Thanks for your additions, Suyash!

Regarding build problems: when trying to build the current master-revision of ssl-proxy on Linux and/or Windows, via the docker-compose.build.yml, I run into the following issue:

Step 4/6 : RUN go get -u github.com/golang/dep/cmd/dep
 ---> Running in 23ea82d98a39
go: go.mod file not found in current directory or any parent directory.
        'go get' is no longer supported outside a module.
        To build and install a command, use 'go install' with a version,
        like 'go install example.com/cmd@latest'
        For more information, see https://golang.org/doc/go-get-install-deprecation
        or run 'go help get' or 'go help install'.
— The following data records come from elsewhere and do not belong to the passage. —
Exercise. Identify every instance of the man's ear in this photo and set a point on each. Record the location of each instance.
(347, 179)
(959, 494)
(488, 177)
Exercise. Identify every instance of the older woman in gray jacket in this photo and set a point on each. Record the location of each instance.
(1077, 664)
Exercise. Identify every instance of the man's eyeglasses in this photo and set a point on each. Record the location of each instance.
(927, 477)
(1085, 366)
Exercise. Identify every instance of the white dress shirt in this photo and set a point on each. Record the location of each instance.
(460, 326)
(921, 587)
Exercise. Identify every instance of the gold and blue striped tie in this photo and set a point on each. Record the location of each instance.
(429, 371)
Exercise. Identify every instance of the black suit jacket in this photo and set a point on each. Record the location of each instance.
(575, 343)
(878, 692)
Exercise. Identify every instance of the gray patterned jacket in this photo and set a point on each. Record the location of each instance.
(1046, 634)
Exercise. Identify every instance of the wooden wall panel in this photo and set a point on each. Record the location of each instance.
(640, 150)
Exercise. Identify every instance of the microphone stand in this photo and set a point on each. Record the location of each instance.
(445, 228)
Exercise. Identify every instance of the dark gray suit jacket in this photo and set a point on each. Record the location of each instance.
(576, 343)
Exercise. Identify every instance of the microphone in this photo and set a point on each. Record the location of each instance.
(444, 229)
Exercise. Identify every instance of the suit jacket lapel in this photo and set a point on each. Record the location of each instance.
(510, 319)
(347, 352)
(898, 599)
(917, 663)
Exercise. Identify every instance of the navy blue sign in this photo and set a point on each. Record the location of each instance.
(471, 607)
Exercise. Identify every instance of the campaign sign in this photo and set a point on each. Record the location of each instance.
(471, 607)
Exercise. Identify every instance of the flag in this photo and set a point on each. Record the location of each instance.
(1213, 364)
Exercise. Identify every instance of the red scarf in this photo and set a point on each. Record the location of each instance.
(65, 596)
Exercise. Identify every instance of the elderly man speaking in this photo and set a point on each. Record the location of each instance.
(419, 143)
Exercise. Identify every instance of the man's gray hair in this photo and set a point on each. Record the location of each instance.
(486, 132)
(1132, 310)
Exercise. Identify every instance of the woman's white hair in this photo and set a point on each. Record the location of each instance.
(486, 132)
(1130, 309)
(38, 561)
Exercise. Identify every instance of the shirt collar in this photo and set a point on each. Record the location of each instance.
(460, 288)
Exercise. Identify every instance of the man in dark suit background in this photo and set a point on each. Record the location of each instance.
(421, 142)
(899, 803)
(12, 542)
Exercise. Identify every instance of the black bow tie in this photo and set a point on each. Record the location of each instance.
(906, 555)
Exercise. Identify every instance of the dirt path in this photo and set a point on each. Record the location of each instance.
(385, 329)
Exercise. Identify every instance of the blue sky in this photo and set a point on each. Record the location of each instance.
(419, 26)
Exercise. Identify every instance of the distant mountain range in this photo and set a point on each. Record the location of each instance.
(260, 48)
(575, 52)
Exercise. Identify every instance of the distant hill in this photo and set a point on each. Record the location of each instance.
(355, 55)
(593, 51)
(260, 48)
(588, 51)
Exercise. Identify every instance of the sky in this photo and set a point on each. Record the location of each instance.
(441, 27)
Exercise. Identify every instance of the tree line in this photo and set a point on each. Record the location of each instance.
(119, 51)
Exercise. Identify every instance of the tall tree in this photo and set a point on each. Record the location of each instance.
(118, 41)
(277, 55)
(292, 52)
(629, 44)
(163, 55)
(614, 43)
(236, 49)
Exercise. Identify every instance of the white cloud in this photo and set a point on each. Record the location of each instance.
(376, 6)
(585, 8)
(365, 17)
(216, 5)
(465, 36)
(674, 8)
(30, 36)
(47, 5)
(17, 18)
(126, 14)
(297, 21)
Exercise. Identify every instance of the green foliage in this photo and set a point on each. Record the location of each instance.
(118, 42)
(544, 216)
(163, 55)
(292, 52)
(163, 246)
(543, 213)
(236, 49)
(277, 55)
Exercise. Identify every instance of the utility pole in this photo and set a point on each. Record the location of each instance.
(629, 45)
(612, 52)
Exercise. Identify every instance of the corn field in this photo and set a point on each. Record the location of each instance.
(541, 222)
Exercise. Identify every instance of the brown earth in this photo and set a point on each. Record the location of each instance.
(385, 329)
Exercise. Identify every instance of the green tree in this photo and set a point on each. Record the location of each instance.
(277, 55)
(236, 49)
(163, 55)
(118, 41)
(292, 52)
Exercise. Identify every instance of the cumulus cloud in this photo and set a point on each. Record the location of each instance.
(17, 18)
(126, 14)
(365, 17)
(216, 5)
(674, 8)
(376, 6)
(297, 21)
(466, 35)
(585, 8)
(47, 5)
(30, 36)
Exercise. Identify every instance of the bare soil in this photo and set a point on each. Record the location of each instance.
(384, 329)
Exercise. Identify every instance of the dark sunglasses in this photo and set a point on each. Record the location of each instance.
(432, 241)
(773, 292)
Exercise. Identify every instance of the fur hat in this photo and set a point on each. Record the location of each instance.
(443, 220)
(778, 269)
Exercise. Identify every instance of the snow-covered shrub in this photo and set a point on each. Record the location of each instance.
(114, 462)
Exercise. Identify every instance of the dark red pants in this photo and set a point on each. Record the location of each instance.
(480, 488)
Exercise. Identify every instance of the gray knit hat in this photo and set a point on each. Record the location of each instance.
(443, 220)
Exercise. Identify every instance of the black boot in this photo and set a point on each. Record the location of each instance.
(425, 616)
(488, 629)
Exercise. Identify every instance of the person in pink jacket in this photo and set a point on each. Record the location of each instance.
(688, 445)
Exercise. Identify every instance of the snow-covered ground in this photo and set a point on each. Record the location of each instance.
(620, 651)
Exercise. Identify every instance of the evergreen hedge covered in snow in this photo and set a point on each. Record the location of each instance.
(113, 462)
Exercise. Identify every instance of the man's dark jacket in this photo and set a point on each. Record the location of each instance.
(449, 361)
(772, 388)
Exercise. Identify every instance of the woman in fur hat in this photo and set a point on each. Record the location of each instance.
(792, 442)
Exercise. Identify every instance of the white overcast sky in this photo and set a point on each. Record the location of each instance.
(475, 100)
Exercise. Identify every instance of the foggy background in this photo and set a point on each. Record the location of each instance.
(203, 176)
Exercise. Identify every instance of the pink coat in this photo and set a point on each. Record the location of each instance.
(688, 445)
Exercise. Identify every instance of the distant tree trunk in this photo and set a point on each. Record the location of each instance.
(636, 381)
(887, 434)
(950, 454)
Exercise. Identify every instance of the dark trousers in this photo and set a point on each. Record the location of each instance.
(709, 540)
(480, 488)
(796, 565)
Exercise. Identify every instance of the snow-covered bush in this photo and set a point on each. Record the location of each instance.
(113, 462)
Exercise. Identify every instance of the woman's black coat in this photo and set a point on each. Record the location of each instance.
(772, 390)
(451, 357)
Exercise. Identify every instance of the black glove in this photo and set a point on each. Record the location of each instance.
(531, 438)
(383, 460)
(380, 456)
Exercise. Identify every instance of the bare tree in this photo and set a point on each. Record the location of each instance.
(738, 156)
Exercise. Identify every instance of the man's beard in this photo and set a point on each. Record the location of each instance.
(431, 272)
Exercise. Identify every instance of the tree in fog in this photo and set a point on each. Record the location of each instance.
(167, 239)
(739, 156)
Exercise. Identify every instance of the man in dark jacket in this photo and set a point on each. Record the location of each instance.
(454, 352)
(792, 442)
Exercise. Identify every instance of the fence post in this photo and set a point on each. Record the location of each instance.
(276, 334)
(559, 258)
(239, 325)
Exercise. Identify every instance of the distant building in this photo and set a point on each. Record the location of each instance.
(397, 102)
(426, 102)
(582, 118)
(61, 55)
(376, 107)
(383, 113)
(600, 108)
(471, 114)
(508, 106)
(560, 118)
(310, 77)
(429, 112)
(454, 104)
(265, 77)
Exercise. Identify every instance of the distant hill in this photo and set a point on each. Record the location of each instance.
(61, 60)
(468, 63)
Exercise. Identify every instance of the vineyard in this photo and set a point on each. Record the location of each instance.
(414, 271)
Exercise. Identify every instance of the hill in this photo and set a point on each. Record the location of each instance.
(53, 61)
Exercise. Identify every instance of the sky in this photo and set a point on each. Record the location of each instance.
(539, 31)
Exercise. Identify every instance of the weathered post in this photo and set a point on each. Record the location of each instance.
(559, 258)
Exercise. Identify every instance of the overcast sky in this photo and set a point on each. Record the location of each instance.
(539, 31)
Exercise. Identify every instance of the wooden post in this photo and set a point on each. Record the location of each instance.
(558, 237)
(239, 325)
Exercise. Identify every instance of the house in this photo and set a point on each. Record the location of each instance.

This currently breaks the build for me.

(A bit more detail: I use the following versions of Docker and docker-compose:

  • On Linux:
    • Docker version 20.10.6, build 370c289
    • docker-compose version 1.29.2, build 5becea4c
  • On Windows:
    • Docker version 20.10.16, build aa7e414
    • docker-compose version v2.5.1
    • both are part of the current Rancher Desktop Version 1.4.1, using dockerd/moby as the container runtime)

As soon as I'm able to build ssl-proxy on go 1.18 I'm eager to explore and test (on different servers) whether cipher order is still an issue or whether I'll have to restrict the cipher suites (my aim is not to, of course).